With the internet, though, the notion of porn comics has expanded substantially. The ability to browse through them and select which you’re most interested in from the secluded comfort of your home means there’s a huge market that’s opened up. People who had been socially uncomfortable or even afraid to be caught dead with porn now have access to it in a way that was impossible before. That, in turn, means there’s more room for a wider variety of material. The old Tiajuana Bibles were for a small market, and focused primarily on pretty conventional heterosexual encounters. Now, there are options out there for all sorts of preferences—gender, race (or, for that matter, species!), environment, tone… even art and writing styles.

The benefits of working in online porn comics are essentially the same as working in webcomics more broadly.

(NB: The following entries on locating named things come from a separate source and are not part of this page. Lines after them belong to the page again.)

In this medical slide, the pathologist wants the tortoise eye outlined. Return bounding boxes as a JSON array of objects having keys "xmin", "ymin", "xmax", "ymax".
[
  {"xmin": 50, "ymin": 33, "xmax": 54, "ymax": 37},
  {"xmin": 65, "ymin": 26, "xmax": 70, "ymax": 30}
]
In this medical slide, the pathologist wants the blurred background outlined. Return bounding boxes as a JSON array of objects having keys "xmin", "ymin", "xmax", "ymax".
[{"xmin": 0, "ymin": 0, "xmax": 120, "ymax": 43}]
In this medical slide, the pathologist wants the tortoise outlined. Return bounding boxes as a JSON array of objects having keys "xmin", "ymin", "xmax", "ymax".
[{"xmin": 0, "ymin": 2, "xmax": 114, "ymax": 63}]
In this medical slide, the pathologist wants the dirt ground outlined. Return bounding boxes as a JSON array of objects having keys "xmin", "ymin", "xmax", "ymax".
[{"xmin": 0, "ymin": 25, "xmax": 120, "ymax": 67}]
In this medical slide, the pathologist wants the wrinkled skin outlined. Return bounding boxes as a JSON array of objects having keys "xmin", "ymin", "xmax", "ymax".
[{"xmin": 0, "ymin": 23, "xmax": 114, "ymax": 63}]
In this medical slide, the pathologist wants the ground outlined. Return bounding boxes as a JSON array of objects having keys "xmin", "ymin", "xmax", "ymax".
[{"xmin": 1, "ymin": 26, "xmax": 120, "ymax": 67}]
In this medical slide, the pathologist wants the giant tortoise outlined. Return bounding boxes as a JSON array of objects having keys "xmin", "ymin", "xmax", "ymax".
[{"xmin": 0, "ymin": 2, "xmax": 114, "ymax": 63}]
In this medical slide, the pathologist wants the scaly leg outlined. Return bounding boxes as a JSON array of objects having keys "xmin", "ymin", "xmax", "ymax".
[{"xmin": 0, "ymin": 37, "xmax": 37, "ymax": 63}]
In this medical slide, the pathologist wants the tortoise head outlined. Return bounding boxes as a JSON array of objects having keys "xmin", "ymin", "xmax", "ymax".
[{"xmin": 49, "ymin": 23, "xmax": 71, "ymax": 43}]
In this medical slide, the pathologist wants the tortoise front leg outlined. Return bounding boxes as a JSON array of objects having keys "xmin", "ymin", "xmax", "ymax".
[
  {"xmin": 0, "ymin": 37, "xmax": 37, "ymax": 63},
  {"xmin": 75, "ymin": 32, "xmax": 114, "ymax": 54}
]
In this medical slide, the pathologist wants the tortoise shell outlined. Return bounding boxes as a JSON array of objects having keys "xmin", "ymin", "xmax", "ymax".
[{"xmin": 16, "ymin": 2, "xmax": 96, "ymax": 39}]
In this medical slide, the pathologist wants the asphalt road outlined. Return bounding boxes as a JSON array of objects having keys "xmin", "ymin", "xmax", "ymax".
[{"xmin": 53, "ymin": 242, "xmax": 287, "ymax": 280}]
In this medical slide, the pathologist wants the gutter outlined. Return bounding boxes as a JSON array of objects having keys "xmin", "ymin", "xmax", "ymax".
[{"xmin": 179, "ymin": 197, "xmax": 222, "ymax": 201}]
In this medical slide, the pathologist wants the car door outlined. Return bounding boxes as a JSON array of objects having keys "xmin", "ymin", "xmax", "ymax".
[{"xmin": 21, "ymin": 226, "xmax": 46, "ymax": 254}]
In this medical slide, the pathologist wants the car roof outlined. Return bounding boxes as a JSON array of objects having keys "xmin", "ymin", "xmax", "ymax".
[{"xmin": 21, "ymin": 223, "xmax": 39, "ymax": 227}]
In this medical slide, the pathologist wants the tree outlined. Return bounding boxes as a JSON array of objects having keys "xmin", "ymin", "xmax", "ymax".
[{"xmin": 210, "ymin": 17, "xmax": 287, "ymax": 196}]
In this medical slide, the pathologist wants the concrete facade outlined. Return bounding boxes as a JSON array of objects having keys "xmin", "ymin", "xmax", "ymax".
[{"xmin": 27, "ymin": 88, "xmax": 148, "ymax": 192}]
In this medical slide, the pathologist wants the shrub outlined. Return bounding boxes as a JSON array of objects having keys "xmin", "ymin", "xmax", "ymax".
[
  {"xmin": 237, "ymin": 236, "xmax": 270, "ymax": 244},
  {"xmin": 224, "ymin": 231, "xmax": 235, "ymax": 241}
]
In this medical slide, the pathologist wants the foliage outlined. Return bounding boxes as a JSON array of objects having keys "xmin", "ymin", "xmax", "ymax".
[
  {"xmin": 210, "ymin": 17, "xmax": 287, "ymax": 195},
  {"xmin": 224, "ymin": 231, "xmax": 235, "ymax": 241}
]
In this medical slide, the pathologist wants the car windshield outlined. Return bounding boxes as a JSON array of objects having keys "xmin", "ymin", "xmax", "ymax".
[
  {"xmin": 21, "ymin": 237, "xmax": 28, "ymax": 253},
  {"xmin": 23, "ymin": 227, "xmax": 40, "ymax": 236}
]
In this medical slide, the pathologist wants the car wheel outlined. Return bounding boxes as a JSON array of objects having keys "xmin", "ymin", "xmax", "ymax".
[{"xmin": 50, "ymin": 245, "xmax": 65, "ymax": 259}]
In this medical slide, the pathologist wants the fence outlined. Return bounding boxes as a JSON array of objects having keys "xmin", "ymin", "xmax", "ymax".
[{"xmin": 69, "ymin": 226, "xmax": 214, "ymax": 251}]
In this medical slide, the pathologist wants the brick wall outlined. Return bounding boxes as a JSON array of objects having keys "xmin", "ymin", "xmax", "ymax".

A creator can work on and develop a project in a way that’s most creatively satisfying to them without regard to an editor’s whims or whether a publisher might think there’s a viable market for the idea. And because more people have been able to work on it, it’s become more socially acceptable to discuss the topic. (Hence, today’s column!)

Dale Lazarov, for example, creates what he calls, “Smart, wholesome, gay comics smut.” You might think, “Sure, gay comics; I can see where there’s a market for that.” But Lazarov’s work also features characters with a strong emotional engagement with one another, not just a couple of guys doing it. And that’s a challenge he’s taken to a higher level by keeping his stories wordless. Everything in the narrative is told exclusively in the illustrations, which is no small feat for any type of comic story. So he’s working to and for a specific audience that’s considerably smaller than “everyone who likes porn.”

By contrast, John Persons focuses primarily on random encounters, typically between extremely athletic Black men and impossibly-large-breasted white women. The stories are much more shallow, and are meant to be enjoyed more for the art. They’re not poorly written, by any means, but they’re really only engaging on a hormonal level. But here again, Persons is working to and for a specific audience that’s considerably smaller than “everyone who likes porn.”

Just how not everyone is going to like and appreciate xkcd or Questionable Content, not everyone is going to like every kind of  porn comic. Which, as I’ve said many times before, is precisely the beauty of webcomics in the first place!